Pytorch-lightning: How do you use the hidden state from the previous training step in the next step?

Created on 2 Jan 2020 · 5Comments · Source: PyTorchLightning/pytorch-lightning

I want to train an LSTM Language Model using Lightning, but I need to pass the previous step's hidden state to the next training step. The raw training loop looks something like this:

model.train()
hidden = model.init_hidden(batch_size)
for data in train_iter:
  text, target = data.text, data.target
  model.zero_grad()
  output, hidden = model(text, hidden)
  hidden = detach_tensors(hidden)  # for truncated bptt
  loss = criterion(output.view(-1, vocab_size), target.view(-1))
  loss.backward()

  optimizer.step()

How can I achieve this with Lightning? Thanks!

question

Source

n2cholas

All 5 comments

I think you can define a variable in the model initialization for saving the hidden state of the previous step.

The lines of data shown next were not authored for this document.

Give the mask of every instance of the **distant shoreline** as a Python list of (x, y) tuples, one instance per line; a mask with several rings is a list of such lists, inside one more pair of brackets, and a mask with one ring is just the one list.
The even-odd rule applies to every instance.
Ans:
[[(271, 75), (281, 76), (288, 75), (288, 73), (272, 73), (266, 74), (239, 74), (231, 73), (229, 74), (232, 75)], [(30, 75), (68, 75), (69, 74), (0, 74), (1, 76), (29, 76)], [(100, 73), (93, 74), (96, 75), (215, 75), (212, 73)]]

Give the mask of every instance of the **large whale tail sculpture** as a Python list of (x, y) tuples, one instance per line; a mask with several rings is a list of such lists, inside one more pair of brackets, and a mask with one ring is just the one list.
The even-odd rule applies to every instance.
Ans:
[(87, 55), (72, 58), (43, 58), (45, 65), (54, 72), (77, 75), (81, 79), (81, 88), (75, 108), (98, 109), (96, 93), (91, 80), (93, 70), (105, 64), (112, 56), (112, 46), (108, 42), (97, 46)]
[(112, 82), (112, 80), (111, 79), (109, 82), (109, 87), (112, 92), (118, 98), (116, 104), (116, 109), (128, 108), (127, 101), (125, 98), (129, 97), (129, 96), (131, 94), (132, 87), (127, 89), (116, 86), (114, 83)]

For example:
class model(LightningModule):
def __init__(self, args):
super().__init__()
self.previous_hidden = None # cache
def training_step():
output, hidden = model(text, self.previous_hidden)
self.previous_hidden = detach_tensors(hidden)

BaohaoLiao on 15 Jan 2020

👎1 👍1

Correct!

williamFalcon on 21 Jan 2020

👎1

Would it be fair to say that this advice has been superseded by the truncated_bptt_steps argument in Trainer?

Because this issue pops up as one of the first results for "pytorch lightning bptt" on Google, so a pointer to the updated method may be helpful to anyone stumbling upon this result like I did.